Today was quite different than the preceding three days of visiting genocide memorial sites. This morning we visited a TIG prison farm and camp in the Bugesera district about an hour outside of Kigali. Faced with prosecuting and imprisoning hundreds of thousands of accused genocide perpetrators, the Rwandan government decided to implement a traditional community justice process called Gaccaca, updated with some elements of modern jurisprudence. The government’s main focus has been unity and reconciliation rather than punishment. Faced with rebuilding a country from the ashes of genocide and civil war, they simply could not afford to imprison hundreds of thousands of able bodied workers. They also wanted people to somehow find a way to make peace and move forward as a country. Prisoners who are willing to admit their crimes and give information about where victims are buried, what properties have been destroyed or stolen, etc. have been processed through the Gaccaca courts. They are then sentenced to the TIG community service prisons, where they work farms, build houses for the poor and refugees, build roads and schools, etc. They can spend up to 3 days a week at home with their families and working to support their families, but most elect to spend more days in the work camps, because the days at home don’t count for their sentence. While in the work camps they received education aimed at helping them reintegrate into the community, where they will be neighbors again with the families of those they have killed. Once they have finished their sentence, they are released to the community with no conditions. When the Gaccaca court process is finished (it’s nearing completion now) Rwanda will have brought vastly more genocide perpetrators to justice than in any other genocide.
The survivors have mixed feelings about Gaccaca and the TIG camps. Many recognize that it was necessary for the country, but consider it a necessary evil. They appreciate that the process has helped them locate the remains of the loved ones in order to give them proper burials and services, but many also feel that the process lets the killers off too easy or that many killers confess their crimes simply to get lighter sentences without any contrition. Other survivors are more supportive of the process. It really depends on who you ask.

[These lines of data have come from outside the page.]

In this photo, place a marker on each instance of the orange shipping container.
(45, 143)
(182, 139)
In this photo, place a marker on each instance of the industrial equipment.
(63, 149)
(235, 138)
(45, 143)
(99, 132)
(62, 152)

After touring the vast cassava plantation we visited the camp where the prisoners live and where some of them work in a sewing shop making clothing for all the TIG camps. This TIG prison farm has 700 prisoners, 38 of them female and the rest male. At the camp we sat down for a dialog with a group of about 25 prisoners. The first several who spoke blamed the genocide and their actions on the bad political leaders. As we continued, several acknowledged that they new they were doing evil things, but they did so our of fear for their own lives, either because they has been convinced to fear the Tutsis or because they fear the government would kill them if they didn’t participate in the genocide. A number of the prisoners expressed gratitude to the present government, one named President Paul Gagame in particular, for not taking a retributive approach, for allowing the to live and be rehabilitated. Several said that they thought they would be killed for sure in retribution or punishment for what they had done. While some seemed to express genuine contrition or a genuine desire to live peacefully with the Tutsis, it was hard to tell what was really going on under the surface. The prisoners we met with were for the most part very uneducated, very poor people, and appeared traumatized themselves. I could easily imagine how they had been manipulated by the leaders of the genocide to participate, but is still hard to understand how they descended into such barbarism and savagery. The atrocities committed during the genocide are really beyond the imagination. They didn’t just kill people, they brutally tortured, humiliated and in many cases mutilated people. In many cases, family members were forced to watch their loved ones being raped, tortured and mutilated, or even to kill their owned loved ones. Although, it is fairly clear to me that fear is the root cause, I still can’t understand how such senseless savagery arises in people, even people manipulated and conditioned with genocide ideology and propaganda. I have to keep reminding myself though that this manipulation and conditioning had been going on since 1959. The Hutu extremists had been preparing the population for genocide for a long time, including waves of ethnic cleansing, pogroms, and smaller scale genocides that led up to the the 1994 genocide.
We spent the afternoon in much more pleasant surroundings at the Kimisagara Youth Center, a community center now under the government’s ministry of youth programs that involves some 30 different organizations and sports clubs, including the Esperance street football program. We met with young people of all ages, heard inspiring choral performances by young girls in “Mom’s” singing group, and held peace circles with some of the older youth. We also donated 400 notebooks for the school children and about a dozen new soccer balls. We have an ongoing partnership with the Kimisagara Youth Center, helping them establish the peace (council or listening) circles as a peacebuilding and community development tool for their youth leaders.